Mr Ewing said: “Had the funding remained withdrawn, then very quickly the extra costs of using the old building would rapidly exceed the £500,000 which would be the notional saving.
“The campaign was predicated firstly on the basis that it was a false economy.”
A community campaign
He added: “This has truly been a community campaign and we have succeeded.”
A meeting about the crisis was attended by more than 300 people last month.
Mr Ewing said this was instrumental in reversing the government’s decision.
“Had those 300 people not turned out, and if others had not written to the health secretary, we would not be here and I doubt we would have won this campaign.
“It was the people of Grantown and vicinity, at the end of the day, who ensured we can make this happy announcement.”
Mr Mountain said a 1,000-name petition sent to the government also helped the campaign.
“In my political career I have never seen 1,000 people sign up in less than a week a petition on a specific issue like this.”
He said to have stopped the project half way through would have been a “complete let down” for the people of Badenoch and Strathspey.

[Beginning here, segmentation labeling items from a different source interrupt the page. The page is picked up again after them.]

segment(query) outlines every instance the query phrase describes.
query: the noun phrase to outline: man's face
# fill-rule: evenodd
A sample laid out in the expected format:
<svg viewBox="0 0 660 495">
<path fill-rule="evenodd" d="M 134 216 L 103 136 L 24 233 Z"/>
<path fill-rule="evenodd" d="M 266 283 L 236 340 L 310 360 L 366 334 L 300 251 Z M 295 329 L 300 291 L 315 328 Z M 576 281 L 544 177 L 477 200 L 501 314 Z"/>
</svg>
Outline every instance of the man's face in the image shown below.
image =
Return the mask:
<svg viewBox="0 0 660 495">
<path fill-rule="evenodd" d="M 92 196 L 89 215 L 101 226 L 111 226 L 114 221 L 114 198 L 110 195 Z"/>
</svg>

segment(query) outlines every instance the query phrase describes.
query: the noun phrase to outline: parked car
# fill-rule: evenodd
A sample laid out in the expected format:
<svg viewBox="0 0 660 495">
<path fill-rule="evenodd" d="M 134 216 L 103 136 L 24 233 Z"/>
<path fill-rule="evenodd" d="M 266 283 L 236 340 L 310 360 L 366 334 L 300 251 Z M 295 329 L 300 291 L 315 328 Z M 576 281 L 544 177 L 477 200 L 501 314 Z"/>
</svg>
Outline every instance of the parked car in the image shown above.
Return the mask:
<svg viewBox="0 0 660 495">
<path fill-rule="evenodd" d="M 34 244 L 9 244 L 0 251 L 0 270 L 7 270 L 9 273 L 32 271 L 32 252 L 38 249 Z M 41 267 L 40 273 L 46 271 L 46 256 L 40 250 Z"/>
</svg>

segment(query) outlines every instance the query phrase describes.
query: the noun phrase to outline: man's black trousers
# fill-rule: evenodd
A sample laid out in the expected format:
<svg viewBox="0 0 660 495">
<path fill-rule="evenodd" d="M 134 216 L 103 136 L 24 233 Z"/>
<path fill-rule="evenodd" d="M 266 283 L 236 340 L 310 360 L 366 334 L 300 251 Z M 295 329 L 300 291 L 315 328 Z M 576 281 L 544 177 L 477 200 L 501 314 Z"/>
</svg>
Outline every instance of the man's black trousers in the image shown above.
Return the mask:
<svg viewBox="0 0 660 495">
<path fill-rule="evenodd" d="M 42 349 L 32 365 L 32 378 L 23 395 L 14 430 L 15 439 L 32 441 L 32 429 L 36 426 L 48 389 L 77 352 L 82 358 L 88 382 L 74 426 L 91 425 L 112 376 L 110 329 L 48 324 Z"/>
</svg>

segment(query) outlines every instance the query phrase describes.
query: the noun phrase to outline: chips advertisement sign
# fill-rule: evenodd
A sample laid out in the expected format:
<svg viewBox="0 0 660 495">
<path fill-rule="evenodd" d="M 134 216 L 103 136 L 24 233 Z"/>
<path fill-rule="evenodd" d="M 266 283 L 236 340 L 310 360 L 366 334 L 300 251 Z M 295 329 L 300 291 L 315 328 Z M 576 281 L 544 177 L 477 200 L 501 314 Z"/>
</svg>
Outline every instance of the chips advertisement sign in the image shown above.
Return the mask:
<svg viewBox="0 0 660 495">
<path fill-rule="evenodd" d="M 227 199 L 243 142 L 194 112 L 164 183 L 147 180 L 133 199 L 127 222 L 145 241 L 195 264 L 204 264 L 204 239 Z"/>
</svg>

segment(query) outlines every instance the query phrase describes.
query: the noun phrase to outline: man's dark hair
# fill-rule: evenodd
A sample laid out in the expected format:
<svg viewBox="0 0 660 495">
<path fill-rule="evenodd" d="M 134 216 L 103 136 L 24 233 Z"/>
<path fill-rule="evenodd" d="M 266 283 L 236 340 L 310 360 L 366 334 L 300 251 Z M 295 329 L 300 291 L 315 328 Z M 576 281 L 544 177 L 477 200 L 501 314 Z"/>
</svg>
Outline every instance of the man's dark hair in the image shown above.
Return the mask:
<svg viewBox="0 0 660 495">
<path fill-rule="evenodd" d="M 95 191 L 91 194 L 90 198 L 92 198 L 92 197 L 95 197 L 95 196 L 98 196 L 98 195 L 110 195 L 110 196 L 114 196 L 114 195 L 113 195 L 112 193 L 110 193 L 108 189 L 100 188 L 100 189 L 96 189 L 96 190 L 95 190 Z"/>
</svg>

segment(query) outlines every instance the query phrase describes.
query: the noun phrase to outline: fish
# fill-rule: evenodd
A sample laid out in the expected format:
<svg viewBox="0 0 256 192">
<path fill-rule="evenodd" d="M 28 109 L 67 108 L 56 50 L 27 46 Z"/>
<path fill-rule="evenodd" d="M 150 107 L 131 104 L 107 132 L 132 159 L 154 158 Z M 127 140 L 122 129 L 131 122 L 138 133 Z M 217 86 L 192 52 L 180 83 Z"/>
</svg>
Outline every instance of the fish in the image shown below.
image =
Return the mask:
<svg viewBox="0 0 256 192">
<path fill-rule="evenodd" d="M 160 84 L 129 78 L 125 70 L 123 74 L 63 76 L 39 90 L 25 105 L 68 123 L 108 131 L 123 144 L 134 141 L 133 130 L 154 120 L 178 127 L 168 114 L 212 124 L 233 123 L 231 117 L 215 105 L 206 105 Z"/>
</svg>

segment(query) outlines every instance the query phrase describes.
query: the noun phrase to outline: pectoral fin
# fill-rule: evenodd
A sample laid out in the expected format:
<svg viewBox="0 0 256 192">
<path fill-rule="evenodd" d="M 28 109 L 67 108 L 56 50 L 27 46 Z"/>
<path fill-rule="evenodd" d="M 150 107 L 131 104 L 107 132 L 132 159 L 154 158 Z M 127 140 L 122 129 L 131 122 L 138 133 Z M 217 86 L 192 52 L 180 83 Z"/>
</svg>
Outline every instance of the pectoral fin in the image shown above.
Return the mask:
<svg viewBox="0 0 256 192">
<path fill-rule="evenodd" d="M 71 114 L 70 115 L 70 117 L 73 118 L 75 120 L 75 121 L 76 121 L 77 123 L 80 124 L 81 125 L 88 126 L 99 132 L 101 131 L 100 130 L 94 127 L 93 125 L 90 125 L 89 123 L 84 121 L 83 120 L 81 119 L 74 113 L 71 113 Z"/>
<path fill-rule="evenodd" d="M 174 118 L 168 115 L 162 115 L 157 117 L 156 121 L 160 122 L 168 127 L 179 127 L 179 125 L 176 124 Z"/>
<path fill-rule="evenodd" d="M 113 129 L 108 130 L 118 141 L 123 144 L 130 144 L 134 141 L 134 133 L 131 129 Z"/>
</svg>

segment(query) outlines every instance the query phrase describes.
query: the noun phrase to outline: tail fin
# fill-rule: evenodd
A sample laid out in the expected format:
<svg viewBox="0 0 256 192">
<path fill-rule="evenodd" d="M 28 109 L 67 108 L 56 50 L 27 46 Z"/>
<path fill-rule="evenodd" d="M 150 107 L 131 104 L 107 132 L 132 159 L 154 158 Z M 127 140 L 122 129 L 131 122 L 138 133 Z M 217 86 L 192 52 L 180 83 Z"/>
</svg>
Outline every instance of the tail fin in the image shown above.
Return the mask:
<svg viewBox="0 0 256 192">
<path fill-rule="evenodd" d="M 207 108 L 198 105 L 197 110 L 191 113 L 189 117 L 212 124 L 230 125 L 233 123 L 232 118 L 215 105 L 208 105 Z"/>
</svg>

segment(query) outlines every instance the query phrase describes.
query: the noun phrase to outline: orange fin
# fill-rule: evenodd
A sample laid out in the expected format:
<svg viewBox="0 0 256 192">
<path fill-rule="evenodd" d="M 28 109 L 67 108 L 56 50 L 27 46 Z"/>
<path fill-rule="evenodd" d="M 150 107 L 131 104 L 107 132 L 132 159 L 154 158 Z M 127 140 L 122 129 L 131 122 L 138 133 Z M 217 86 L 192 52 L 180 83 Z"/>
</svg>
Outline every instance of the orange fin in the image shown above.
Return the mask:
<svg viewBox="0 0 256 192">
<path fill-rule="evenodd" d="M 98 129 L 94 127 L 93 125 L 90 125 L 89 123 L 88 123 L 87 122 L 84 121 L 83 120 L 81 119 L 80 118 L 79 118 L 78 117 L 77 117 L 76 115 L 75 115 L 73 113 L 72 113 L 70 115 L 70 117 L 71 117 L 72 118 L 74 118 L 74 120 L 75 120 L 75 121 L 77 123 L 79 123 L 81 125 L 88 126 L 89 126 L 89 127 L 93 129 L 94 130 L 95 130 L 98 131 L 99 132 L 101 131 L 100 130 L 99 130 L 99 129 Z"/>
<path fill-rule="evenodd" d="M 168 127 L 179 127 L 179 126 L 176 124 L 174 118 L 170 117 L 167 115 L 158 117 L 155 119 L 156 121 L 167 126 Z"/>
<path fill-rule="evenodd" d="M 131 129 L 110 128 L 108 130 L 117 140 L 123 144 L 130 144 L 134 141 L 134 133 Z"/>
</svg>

Rhoda Grant said: “This shows what joint working can do. NHS Highland, ourselves, the GPs, the practice staff and all the patients working together sent a clear message to the Scottish Government.
“It would have ended up costing more pausing this than completing it.”
Keeping local services
Kathy Cockman, general manager at Grantown Health Practice, said: “We are all delighted we are getting to finish the building work.”
She said staff are pleased for patients to be able to keep services locally rather than have them centralised in Aviemore.
Dr Al Miles, a GP at the practice, said: “We are really grateful to our community and our patients for backing us and helping to ensure the future of healthcare in the Strath is along the line of what we were promised in 2015.”
“We would not have got here without them.”
It is now expected to move services into a new building on the site by early May.
This will allow an older part of the centre to be knocked down to create an extension to complete the project by September.
This in turn will allow the community to progress plans to convert the Victorian building into flats and key worker housing.
A Scottish Government spokeswoman said: “As the upgrade of the Grantown-on-Spey medical practice has already started and is a key part of the redesign of services for Badenoch and Strathspey, the health secretary has decided it should be considered as a project in construction.”
Other Highland health projects delayed
The Grantown Health Centre work is one of a number of projects in the NHS Highland area, amounting to £175 million, put on the back burner.
They also include a maternity unit upgrade at Raigmore Hospital in Inverness and a new Belford Hospital in Fort William.
Refurbishing Caithness General Hospital in Wick and creating new Wick and Thurso community hubs are also on hold, along with a plan to move two GP practices to the hospital in Dunoon.
The Scottish Government has blamed te pause on its block grant for capital expecting to fall in real terms by over £1.3 billion by 2027-28.